In the Cloud Security Tip, Steve Prentice discussed “splitting-up” with your provider: “It’s a difficult thing for most people to talk about in their personal lives, but it’s something that should always be considered when setting up a relationship with a cloud service provider. Not all business relationships last, and if your organization needs to move its data to another provider, it’s not like packing up your furniture and saying goodbye to your half of the dog.”
Changing Cloud Vendors
When it comes to changing cloud vendors, you need to understand what is involved in both obtaining and safely moving your data to a new location — and also ensuring that your data is completely and securely removed from the former company’s system. Steve Prentice explained that “this is not mere housekeeping. There are strict compliance and procedural issues, privacy issues, and of course the perpetual concerns regarding hacking and data breaches, all of which might continue to reverberate around the vestiges of improperly removed data.”

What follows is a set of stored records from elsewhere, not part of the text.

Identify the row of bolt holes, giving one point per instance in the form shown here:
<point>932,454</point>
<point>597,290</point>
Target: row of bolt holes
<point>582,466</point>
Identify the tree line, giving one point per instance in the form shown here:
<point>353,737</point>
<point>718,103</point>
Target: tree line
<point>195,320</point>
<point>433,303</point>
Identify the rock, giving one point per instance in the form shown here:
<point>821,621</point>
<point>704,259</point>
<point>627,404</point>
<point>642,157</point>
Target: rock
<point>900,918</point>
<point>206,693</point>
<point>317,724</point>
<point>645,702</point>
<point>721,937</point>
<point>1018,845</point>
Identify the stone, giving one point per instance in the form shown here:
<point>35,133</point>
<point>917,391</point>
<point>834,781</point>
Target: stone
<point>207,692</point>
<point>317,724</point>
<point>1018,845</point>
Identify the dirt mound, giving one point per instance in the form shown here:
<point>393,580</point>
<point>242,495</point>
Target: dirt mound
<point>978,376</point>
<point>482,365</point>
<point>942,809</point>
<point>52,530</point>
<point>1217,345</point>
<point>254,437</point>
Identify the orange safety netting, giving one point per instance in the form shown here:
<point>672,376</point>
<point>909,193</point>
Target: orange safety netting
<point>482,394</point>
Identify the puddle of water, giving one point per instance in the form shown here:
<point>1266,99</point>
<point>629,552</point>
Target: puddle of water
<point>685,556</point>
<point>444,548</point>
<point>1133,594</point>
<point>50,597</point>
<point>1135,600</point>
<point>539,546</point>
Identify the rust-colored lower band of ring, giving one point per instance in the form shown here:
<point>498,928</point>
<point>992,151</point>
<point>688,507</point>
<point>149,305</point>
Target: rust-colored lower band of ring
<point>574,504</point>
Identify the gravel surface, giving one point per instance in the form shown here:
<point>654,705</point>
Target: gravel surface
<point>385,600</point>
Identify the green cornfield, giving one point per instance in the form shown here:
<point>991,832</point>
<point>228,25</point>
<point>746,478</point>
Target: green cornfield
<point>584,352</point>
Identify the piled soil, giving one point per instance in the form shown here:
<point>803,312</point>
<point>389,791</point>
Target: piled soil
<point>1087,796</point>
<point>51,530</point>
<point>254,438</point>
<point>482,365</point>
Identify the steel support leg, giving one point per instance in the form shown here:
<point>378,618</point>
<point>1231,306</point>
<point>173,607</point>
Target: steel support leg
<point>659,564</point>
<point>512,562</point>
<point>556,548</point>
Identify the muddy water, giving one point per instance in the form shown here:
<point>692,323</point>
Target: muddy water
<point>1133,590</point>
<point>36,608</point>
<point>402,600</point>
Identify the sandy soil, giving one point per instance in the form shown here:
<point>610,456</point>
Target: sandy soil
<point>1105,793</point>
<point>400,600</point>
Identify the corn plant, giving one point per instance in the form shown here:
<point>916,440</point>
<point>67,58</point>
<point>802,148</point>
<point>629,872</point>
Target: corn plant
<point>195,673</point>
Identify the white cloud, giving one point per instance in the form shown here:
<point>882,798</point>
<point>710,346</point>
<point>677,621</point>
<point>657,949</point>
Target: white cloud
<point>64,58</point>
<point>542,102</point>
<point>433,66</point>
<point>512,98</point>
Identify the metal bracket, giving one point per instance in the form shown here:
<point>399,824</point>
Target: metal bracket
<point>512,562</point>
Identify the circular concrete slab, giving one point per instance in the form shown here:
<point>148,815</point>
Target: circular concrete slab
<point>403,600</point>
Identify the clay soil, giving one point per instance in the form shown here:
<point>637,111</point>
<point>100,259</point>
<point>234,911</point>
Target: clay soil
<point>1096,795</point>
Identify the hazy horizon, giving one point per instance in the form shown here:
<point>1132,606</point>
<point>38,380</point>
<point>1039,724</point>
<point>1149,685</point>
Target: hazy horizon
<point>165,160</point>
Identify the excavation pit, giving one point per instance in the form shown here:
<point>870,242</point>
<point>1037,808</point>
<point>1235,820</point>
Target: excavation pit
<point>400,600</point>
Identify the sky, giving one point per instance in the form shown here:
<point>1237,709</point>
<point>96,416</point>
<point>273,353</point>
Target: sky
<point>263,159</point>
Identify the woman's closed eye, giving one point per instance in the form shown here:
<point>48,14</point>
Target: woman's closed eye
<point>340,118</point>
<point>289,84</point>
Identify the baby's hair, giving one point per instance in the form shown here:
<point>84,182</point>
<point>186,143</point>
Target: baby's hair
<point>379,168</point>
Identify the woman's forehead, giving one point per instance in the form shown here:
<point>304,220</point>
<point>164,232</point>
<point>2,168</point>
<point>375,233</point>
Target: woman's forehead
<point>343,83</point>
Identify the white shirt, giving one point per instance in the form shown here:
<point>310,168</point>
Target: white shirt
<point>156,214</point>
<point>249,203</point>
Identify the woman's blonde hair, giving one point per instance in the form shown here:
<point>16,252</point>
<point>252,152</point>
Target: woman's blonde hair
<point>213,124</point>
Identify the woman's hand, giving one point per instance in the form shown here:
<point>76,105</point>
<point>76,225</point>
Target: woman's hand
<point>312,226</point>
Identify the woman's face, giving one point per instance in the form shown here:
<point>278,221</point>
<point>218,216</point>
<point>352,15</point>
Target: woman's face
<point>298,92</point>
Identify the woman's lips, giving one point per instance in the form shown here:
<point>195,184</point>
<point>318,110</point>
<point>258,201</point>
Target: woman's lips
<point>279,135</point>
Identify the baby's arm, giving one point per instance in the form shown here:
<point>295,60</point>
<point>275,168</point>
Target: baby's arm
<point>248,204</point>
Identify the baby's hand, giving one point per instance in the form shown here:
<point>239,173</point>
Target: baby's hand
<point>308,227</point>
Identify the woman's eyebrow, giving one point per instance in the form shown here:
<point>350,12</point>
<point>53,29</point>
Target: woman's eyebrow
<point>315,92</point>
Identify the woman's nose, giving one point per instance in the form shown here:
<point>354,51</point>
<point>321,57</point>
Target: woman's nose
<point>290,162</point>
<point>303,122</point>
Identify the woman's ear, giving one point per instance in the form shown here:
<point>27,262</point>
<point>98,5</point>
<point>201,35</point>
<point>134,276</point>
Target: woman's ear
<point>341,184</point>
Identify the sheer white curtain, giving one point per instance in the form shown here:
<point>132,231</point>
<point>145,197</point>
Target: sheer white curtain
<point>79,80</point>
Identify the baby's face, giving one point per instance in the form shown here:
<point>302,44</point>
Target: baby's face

If you are dealing with large quantities of data, changing cloud service providers can be very challenging. Providers do what they can to entice you to do business with them — but they aren’t going to make it easy to leave. It’s up to you to make sure you are entering into an agreement that will work for you long term. Otherwise, it could lead to lock-in: when you are dependent (locked-in) on a single cloud provider with no easy way to switch. But fortunately, there are precautions you can take to prevent lock-in, and make the transition easier.
Avoiding Cloud Vendor Lock-In
The best way to avoid cloud lock-in is to do your due diligence, and know who you are working with before signing on the dotted line. Make sure that any cloud vendor you do business with can provide you with everything you need to continue operating smoothly and reliably. Also, be sure to limit your dependence on the provider’s infrastructure. Make sure you only consider vendors that support a wide variety of platforms (such as databases, development tools, and network management protocols) as well as an open-source standard.
For the sake of your business, you need to think ahead to the future: how does this provider plan to grow as a business? What type of scalability do they offer? What are their policies regarding other client co-locating in the space? These are all things to think about when entering into an agreement with a cloud service provider.
Wrapping it Up
Changing cloud vendors is no small feat, and you need to be aware of how complex it can be to switch. Consider all of the different factors as soon as you start hunting for a new vendor. Make sure you know what you are agreeing to before you sign anything — and make sure you have an escape plan (a “pre-nup”) in case things start to go south.